Seul le Juge d’Instruction a le droit de prendre une décision. Le but essentiel de ce qui précède étant d’éviter à nos adhérents de se trouver en infraction avec le Code Pénal, il reste à leur rappeler les dispositions du Code Civil relatives aux recours en matière de marchandises volées. Celles-ci tiennent dans les articles suivants :
Article 2276 du Code Civil : En fait de meubles, la possession vaut titre. Néanmoins, celui qui a perdu ou auquel il a été volé une chose peut la revendiquer pendant trois ans à compter du jour de la perte ou du vol, contre celui dans les mains duquel il la trouve ; sauf à celui-ci son recours contre celui duquel il la tient.
En d’autres termes, si vous avez acheté une marchandise volée à une personne de passage ou même à son domicile et que le légitime propriétaire la retrouve chez vous, vous devez la rendre à la police contre reçu, il ne vous reste plus qu’à vous retourner contre le voleur pour récupérer le prix que vous avez payé.
Article 2277 du Code Civil : Si le possesseur actuel de la chose volée ou perdue l’a achetée dans une foire ou dans un marché, ou dans une vente publique, ou d’un marchand vendant des choses pareilles, le propriétaire originaire ne peut se la faire rendre qu’en remboursant au possesseur le prix qu’elle lui a coûté.
Donc, si vous avez acheté de cette façon vous ne rendez la marchandise qu’à la condition d’en percevoir le remboursement du prix d’achat par le légitime propriétaire.
Vous pouvez également être nommé séquestre de la marchandise et ne la restituer aux autorités, après jugement, que contre remboursement.
Retenez bien la teneur et les numéros de ces articles.
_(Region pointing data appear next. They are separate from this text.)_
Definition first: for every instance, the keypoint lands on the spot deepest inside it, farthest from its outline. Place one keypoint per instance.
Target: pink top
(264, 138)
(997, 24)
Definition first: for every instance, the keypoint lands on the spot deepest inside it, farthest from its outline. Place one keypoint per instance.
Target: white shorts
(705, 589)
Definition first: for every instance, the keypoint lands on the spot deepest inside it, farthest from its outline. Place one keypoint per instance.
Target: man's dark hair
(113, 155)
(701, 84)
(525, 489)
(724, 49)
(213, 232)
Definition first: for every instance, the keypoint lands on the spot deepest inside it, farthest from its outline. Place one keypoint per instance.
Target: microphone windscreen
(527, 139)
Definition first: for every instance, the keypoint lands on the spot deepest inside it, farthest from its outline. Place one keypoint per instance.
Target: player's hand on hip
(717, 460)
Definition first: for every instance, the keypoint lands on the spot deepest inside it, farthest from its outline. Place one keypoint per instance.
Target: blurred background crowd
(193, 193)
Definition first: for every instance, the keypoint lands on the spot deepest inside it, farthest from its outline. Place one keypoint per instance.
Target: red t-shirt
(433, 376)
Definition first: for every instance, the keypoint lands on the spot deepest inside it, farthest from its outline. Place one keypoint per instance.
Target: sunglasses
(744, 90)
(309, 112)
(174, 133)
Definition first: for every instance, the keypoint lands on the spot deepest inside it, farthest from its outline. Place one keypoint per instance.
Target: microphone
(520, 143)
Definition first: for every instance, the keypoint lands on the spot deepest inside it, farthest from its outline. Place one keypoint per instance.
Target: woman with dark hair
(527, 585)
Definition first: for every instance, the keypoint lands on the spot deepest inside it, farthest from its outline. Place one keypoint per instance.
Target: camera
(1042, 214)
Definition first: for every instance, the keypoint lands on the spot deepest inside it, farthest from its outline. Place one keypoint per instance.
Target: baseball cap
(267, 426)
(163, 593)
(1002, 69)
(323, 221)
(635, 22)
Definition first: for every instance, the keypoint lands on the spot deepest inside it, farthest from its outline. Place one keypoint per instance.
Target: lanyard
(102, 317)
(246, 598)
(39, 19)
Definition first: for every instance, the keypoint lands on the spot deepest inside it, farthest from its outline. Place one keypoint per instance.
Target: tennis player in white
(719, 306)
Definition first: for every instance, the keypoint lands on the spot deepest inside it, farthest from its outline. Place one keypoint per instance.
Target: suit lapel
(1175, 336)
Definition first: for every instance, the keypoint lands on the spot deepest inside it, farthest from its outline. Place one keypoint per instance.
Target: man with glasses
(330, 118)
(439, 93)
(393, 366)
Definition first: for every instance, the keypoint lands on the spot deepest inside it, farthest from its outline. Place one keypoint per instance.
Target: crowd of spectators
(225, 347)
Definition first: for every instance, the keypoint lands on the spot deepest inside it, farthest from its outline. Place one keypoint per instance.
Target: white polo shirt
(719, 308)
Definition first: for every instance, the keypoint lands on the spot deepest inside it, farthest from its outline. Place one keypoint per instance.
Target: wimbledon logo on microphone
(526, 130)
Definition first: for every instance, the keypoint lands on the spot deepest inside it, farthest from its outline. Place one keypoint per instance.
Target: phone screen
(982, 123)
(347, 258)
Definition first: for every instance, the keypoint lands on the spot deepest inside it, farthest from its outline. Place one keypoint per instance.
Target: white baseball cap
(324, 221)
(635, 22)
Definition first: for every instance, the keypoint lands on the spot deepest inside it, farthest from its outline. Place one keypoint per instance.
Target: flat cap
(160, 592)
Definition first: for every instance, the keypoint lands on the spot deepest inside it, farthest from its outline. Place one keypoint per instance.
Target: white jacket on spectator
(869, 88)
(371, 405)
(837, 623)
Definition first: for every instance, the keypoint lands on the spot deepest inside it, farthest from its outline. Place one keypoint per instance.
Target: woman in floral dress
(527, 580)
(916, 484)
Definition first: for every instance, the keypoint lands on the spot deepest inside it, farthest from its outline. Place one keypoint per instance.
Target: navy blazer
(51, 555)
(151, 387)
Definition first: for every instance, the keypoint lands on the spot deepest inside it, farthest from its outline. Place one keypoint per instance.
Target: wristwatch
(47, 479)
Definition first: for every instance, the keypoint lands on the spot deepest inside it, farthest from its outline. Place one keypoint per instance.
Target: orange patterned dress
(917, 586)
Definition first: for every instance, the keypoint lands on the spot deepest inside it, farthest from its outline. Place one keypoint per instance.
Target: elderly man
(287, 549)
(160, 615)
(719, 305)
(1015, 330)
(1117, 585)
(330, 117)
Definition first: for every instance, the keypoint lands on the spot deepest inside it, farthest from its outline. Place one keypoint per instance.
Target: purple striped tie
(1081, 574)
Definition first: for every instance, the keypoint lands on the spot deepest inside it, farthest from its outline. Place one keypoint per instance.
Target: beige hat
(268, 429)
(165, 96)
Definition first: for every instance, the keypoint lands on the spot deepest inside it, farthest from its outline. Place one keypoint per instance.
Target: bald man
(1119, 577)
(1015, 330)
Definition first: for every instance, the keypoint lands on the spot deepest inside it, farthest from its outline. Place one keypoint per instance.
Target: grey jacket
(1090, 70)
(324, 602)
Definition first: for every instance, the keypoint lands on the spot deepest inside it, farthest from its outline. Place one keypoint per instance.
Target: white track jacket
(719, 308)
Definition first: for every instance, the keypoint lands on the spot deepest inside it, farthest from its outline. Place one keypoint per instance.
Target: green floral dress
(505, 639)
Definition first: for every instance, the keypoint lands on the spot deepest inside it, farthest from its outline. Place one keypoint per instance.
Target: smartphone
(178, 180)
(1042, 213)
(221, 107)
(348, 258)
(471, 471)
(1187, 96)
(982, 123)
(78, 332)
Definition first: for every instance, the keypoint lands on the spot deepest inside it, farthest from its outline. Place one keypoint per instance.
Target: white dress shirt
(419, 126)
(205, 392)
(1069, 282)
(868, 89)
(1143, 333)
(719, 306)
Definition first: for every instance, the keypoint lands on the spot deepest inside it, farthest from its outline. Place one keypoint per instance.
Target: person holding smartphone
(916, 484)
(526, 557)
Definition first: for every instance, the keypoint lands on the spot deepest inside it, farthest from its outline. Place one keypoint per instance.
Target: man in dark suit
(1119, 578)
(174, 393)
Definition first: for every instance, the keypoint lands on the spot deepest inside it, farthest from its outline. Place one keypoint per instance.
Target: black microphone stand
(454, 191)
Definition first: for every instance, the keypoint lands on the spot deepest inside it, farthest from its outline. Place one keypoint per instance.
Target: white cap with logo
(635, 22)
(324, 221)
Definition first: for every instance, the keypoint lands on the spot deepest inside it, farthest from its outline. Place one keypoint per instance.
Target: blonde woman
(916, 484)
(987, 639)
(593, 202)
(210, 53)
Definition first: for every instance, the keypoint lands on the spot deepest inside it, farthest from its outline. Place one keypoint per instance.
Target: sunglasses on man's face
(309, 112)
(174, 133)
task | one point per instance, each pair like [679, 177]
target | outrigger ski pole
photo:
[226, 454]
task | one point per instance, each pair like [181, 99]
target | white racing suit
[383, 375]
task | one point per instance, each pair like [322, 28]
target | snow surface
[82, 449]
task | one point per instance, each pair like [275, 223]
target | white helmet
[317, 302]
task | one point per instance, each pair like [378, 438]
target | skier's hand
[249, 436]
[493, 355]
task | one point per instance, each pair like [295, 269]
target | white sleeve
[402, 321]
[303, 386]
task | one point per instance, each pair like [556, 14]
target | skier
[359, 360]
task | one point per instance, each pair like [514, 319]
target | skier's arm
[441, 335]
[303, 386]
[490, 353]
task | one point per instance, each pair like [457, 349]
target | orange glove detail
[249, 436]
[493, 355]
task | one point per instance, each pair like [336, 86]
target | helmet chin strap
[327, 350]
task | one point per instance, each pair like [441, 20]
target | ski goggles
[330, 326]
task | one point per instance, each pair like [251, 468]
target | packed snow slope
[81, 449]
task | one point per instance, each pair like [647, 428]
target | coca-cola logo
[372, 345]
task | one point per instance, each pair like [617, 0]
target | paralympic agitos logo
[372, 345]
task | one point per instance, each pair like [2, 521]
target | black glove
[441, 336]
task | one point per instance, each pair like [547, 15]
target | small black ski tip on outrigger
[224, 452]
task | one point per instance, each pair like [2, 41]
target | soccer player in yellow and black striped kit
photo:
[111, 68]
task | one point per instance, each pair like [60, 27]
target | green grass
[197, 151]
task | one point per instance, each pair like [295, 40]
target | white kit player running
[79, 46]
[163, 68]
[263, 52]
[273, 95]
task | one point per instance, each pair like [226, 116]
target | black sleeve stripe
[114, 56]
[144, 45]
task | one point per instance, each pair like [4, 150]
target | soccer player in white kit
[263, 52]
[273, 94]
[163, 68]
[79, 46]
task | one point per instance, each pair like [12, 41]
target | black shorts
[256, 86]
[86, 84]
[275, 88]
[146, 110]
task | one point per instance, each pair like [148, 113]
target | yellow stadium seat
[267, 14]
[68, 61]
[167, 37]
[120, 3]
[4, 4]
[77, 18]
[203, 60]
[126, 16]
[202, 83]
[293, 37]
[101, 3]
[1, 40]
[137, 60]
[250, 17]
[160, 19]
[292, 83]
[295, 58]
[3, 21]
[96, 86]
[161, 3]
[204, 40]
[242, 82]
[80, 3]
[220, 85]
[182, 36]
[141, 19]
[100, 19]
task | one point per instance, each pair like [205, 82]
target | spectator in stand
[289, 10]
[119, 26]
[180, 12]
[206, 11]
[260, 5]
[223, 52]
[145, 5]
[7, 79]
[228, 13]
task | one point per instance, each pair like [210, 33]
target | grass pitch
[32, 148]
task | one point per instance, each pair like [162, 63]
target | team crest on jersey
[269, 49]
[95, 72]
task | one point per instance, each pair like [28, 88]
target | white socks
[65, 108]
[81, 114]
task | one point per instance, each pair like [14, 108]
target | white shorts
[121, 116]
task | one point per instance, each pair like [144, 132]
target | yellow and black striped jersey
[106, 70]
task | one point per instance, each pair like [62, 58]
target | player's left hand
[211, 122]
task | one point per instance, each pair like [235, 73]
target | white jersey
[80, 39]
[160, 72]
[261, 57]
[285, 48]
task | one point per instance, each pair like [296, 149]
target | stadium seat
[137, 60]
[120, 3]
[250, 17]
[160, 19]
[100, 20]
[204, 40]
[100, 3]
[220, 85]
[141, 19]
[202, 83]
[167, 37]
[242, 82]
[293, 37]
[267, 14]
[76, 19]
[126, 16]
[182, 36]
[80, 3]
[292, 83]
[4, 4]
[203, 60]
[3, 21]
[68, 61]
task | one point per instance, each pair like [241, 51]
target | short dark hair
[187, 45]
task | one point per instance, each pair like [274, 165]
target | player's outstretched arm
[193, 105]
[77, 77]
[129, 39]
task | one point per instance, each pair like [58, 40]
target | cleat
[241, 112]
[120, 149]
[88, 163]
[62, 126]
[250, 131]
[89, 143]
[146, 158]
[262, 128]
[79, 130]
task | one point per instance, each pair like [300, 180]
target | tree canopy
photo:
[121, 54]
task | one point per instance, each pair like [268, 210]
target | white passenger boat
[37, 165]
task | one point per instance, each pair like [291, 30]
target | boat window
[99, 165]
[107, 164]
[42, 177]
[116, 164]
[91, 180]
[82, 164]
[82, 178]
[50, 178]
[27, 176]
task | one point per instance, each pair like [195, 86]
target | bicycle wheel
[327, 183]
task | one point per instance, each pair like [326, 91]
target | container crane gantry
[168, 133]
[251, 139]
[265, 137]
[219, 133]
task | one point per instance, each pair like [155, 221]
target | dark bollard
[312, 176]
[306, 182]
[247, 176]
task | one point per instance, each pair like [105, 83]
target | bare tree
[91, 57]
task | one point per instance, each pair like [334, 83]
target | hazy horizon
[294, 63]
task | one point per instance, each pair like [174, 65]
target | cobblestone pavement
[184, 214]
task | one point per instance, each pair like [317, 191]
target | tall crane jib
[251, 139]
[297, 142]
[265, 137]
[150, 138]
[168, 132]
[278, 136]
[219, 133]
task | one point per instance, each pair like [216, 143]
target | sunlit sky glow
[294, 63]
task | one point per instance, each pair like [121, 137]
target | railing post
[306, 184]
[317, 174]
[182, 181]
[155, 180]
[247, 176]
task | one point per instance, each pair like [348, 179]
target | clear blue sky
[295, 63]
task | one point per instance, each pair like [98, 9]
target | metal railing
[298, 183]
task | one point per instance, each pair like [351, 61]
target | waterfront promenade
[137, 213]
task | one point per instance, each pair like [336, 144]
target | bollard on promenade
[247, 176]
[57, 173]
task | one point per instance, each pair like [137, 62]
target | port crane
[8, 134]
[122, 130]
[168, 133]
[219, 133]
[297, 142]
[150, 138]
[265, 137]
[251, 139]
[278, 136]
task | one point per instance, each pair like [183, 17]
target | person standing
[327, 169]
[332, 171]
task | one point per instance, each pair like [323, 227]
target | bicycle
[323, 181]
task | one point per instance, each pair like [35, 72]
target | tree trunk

Le « recel » involontaire étant devenu l’écueil majeur de notre profession, nous répétons une fois encore : attention à vos achats !
Nota : La Police nationale et la Gendarmerie ont les mêmes pouvoirs pour appliquer la loi.
Pour une bonne tenue du livre de police
Dans le cas particulier où un visiteur s’arrête devant votre stand ou dans votre boutique, prétend que l’objet que vous proposez à la vente lui appartient, et revient avec un policier :
- Demander le justificatif de possession, la déclaration de vol, et le descriptif avec les dimensions.
- Vérifiez les dates et comparez avec votre livre de police pour voir si les dates correspondent ou non.
- Prévenir le policier que vous exigez que toute la lumière soit faite sur cette accusation et que vous pouvez attaquer la personne en diffamation.
Dans tous les cas, ne pas restituer l’objet et demander une saisie conservatoire chez vous, sous votre responsabilité en attendant les vérifications.